Le covoiturage domicile-travail continue de croître… mollement. Malgré les multiples aides et incitations financières pour inciter les conducteurs à partager leur voiture, on est encore très loin des chiffres espérés. L’État aurait-il péché par excès d’ambition ?

Le covoiturage sous perfusion financière ?

En 2024, le gouvernement poursuit sa politique d’aides au covoiturage qui prévoit la mobilisation de 150 millions d’euros à destination des particuliers, des entreprises et des collectivités pour atteindre le chiffre de 3 millions de trajets covoiturés quotidiennement entre le domicile et le lieu de travail d’ici 2027. Soit trois fois plus que ce qui fait actuellement (900 000 trajets). En novembre 2019, déjà, Élisabeth Borne, ministre chargée des Transports, mobilisait les principaux opérateurs privés du secteur pour atteindre les 3 millions de trajets quotidiens à l’horizon… 2024. Pavé de bonnes intentions, le chemin à parcourir pour atteindre les objectifs semble encore long et ardu.

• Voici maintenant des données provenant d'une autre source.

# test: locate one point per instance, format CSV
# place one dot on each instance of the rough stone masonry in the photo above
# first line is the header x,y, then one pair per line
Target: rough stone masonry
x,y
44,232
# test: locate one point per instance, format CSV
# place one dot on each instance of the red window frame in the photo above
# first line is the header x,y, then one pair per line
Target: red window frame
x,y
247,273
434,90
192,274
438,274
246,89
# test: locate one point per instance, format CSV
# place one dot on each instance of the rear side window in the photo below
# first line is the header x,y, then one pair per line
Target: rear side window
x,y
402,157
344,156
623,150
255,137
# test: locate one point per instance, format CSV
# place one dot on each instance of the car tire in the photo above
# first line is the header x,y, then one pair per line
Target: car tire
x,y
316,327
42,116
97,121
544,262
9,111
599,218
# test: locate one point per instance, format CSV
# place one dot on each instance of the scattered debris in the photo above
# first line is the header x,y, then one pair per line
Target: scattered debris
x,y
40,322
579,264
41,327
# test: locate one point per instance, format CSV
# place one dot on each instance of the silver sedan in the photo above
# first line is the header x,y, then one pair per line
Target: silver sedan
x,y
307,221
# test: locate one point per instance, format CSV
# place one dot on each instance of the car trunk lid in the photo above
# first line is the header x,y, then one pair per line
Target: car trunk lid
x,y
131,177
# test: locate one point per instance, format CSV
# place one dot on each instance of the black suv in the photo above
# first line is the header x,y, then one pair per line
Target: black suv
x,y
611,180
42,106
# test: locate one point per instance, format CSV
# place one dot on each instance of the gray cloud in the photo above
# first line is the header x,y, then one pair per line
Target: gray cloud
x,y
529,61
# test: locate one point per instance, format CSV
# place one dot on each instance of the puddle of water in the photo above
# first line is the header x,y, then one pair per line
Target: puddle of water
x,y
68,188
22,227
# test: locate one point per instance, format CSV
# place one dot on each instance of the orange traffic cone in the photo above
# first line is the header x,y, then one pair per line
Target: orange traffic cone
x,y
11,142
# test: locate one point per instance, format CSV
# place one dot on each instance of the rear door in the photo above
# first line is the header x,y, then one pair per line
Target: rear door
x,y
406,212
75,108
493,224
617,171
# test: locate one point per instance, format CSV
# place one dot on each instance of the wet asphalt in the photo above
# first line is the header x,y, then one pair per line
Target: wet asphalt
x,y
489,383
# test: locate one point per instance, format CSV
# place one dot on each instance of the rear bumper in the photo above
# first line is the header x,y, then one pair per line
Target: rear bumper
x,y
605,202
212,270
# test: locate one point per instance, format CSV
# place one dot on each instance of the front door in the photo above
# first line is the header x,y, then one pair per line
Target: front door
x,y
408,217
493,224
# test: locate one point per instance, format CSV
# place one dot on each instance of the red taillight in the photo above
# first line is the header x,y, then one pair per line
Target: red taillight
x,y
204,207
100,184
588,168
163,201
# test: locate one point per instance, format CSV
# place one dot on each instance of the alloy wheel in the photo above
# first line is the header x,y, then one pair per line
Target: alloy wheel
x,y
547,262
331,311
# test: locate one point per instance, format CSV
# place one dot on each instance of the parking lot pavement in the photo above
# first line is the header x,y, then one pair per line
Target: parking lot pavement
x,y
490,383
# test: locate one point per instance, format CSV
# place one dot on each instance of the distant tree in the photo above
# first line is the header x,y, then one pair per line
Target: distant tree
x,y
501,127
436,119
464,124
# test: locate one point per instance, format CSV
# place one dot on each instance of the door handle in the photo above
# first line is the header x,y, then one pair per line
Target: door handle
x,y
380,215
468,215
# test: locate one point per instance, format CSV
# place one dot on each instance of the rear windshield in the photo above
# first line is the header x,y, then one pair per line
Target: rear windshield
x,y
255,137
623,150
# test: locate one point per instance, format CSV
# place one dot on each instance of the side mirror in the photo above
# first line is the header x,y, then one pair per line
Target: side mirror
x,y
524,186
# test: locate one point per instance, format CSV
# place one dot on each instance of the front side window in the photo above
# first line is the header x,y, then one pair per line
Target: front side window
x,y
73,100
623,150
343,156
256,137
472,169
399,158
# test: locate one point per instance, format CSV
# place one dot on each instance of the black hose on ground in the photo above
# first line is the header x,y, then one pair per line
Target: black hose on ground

4 % d’autopartage via les plateformes

Selon l’Observatoire national du covoiturage quotidien, sur l’année 2023, près de 40 000 (39 467) trajets quotidiens qui ont été réalisés en covoiturage. Au regard des 100 millions de trajets journaliers effectués en voiture, cela reste faible malgré les incitations mises en place. Depuis le 1er janvier 2023 (opération reconduite en 2024), les conducteurs qui se lancent dans le covoiturage courte distance recevront une prime de 100 €. Pour la toucher le covoitureur doit obligatoirement être inscrit sur une des plateformes de mise en relation habilitées par l’État. C’est elle qui reversera la prime sous forme monétaire ou de bon d’achat pour des produits de consommation courante. Ce qui n’est pas tout à fait identique pour le covoitureur. S’ajoutent à cela les mesures incitatives soutenues par les collectivités locales ou encore le forfait mobilités durables (FMD) qui permet à un employeur de verser jusqu’à 800 euros par an (exonéré d’impôts) pour encourager un salarié à utiliser des mobilités moins polluantes ou à covoiturer sur les trajets domicile-travail.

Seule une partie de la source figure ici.